Inspectors under fire
In The Guardian today, Ofsted (Office for Standards in Education, Children’s Services and Skills) has come under fire from its former Chief Inspector, Sir Mike Tomlinson,
“Inspection systems that rely too heavily on data and tick-box systems is not what we need. I worry we are heading that way.”
It was Ofsted who was accused of giving Haringey a top rating before the Baby P incident in its initial report then downgrading it after the case came to light. One tragic case does not make a bad system but then a good review from Ofsted doesn’t seem to reliably indicate good system either.
In another incident it was also Ofsted who said that two police officers may not look after each others’ children while the other was on duty. This was an entirely reasonable arrangement of two women supporting each other to work and get child care from a trusted friend. Ofsted judged that it constituted “receiving a reward”.
If inspection reports cannot be relied on to give a reasonable indication of the state of the organisation being inspected there is a serious failing in either the inspectors, or the whole methodology and assumptions behind the method of assessment and review.
Ofsted was originally only inspecting education and childcare but was given Child Services to inspect two years ago. But a position paper (Nov 2009) from the Association of Directors of Children’s Services, which starts by praising some aspects of Ofsted’s inspection regime goes on to say,
“But, all too often a reductionist approach is taken to the inspection, moderation and judgements of services, particularly local safeguarding services where risk-averse approaches on the part of inspectors are leading to perverse judgements and unintended consequences. The perceived punitive effects and the impact of judgements on services in terms of the local media and political response are in danger of creating a climate whereby the inspected manage for inspection rather than managing for quality and outcomes for children and young people.”
This was Systems Thinkers have been saying for years. Dr. W. Edwards Deming had as point 3 of his famous 14 points: “Cease dependence on inspection.” Deming knew that inspection has many unwanted consequences:
- People focus on passing inspections rather than doing what is right
- Time, money and effort that could be spent on the work is spent on preparing for inspection
- The fear of failing an inspection causes stress and worry which in turn reduces performance
- The banality of tick-box inspection regimes makes people demoralised and they question why they are doing the job if this is how they are judged
However, Ofsted is not to blame. The problem comes from the widely held belief that quality can be inspected into an organisation. Quality does not come from outside, it is grown from within. That is not to say that outside expertise is not needed to bring new thinking or that some form of audit or inspection is not required, but that audit should be restricted to checking for probity in regards to money and resources, i.e. that no-one is perpetrating any fraud, and inspectors should throw away all the forms with the tick-boxes on them and ask one question,
“What are you doing to understand and improve the work?”

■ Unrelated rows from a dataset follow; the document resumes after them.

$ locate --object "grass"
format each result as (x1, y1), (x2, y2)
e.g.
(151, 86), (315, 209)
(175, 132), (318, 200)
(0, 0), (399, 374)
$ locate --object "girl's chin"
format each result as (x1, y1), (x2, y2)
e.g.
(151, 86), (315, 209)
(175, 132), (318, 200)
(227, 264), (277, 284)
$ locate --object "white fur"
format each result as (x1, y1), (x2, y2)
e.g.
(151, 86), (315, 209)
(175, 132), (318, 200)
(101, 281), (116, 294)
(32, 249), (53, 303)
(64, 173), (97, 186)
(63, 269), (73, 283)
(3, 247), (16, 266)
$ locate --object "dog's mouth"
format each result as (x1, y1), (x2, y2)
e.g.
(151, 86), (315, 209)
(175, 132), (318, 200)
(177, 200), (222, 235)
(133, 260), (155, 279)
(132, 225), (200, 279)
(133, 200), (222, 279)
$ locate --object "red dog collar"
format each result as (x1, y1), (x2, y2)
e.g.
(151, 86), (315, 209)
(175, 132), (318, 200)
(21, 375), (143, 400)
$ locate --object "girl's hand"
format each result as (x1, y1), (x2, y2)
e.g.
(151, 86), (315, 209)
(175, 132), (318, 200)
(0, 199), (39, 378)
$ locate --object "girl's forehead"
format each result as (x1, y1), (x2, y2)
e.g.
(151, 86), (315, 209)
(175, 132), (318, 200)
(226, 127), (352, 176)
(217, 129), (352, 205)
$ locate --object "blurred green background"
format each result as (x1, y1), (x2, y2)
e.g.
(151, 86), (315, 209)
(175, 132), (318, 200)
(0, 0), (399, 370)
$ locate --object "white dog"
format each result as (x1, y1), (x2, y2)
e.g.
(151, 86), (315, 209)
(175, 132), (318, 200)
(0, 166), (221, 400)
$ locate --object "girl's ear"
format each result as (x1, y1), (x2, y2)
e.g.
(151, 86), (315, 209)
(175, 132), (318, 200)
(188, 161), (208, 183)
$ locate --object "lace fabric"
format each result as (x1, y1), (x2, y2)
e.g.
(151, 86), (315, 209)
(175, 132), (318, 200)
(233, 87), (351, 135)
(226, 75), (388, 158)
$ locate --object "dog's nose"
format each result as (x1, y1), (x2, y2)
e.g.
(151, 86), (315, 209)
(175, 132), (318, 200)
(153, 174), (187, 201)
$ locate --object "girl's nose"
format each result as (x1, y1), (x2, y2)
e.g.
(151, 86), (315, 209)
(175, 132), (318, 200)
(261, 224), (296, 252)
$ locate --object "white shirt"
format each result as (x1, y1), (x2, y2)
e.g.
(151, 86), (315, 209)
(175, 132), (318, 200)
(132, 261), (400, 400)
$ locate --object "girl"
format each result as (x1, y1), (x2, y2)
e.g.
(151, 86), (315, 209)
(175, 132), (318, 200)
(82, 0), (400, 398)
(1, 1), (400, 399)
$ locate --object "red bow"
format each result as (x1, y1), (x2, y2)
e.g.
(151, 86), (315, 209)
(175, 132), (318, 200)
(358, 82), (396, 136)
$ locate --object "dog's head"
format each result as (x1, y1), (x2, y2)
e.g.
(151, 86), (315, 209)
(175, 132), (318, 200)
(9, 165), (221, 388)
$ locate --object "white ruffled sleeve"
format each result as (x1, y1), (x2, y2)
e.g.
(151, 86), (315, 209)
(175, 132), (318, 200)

Then if managers are struggling to get understanding or to find or implement a method of improvement, the inspector can pull in assistance. Importantly this would be help and support, not punishment.
Ofsted and its ilk (The Audit Commission etc.) all need to reoriented to focus on helping organisations to improve rather than inspecting them to ensure that they comply with centrally mandated criteria of success. The removal of the current inspection regime would firstly free organisations to do the work without distraction and then the implementation of supportive improvement mechanisms would enable them to far exceed the dreams of any narrow inspection system.
Best,
Rob

I agree. Here are some of my thoughts on Deming's ideas on inspection.
John,
Some very interesting stuff there. I will have to make time to go through your site.